Most took advantage of the Labor Day holiday by trying to forget about what's going on at work. But if you're a farmer in Wisconsin, your mind was probably contemplating when you can get back out to your fields and get back to the job at hand. Unfortunately the last couple of weeks of wet weather could set farmers back, from their typically scheduled harvest.
In the past 15 days southern and central Wisconsin was pounded by as much as six to ten inches of rain, and that was just part of the headache for farmers.
"You hear of hail and you hear of crops being damaged besides the tornadoes and the torrential rains so I guess a whole array of things are taking place down there. That wasn't good at all," says Mark Petersen of Petersen Dairy located in Grand Chute.
At Petersen Dairy they're fairing much better than the farmers down south did following last week’s storms. But the concern over wet fields that are still present today, is a cause of some worry.
"We're getting really close to our corn harvest, within a week. And the soy beans are right after that. So if it stops raining right now and the weather straightens out it might not be a big problem," adds Petersen.

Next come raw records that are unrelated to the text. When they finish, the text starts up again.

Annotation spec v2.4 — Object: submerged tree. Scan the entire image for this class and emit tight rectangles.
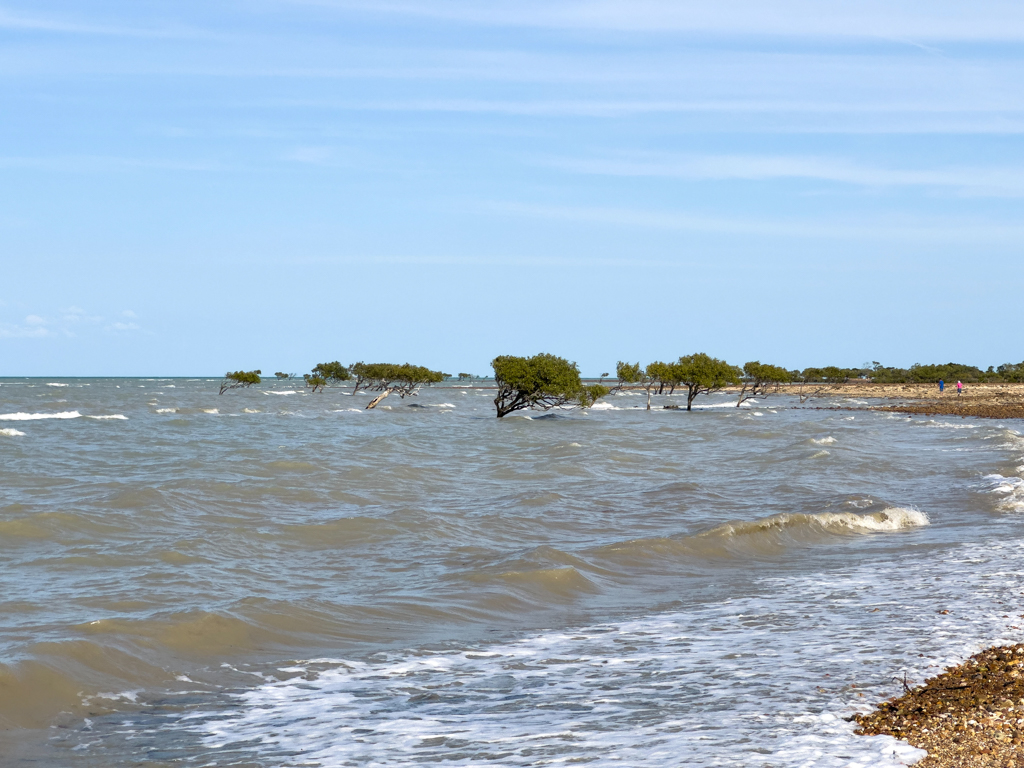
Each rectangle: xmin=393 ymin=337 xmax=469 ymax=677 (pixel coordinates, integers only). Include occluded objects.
xmin=673 ymin=352 xmax=739 ymax=411
xmin=611 ymin=360 xmax=665 ymax=411
xmin=302 ymin=360 xmax=352 ymax=392
xmin=797 ymin=366 xmax=850 ymax=403
xmin=736 ymin=360 xmax=793 ymax=408
xmin=490 ymin=353 xmax=609 ymax=419
xmin=349 ymin=362 xmax=444 ymax=410
xmin=219 ymin=369 xmax=263 ymax=394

The problem is though that Petersen says alfalfa, corn, and soy beans are all supposed to be harvested within the next couple of weeks. But most farmers know it's just too wet out across central and southern Wisconsin right now, to get the job done.
"We need dry weather now and the heat is a good thing. It's going to get our crops ripe so we gotta watch the wet," says Petersen.
And as strange as it sounds, once you get north of Brown County many farmers are dealing with fields that are abnormally dry for this time of the year right now, which has turned this season’s potential harvest into a tale of too much rain and just not enough of it, depending on where you live in Wisconsin.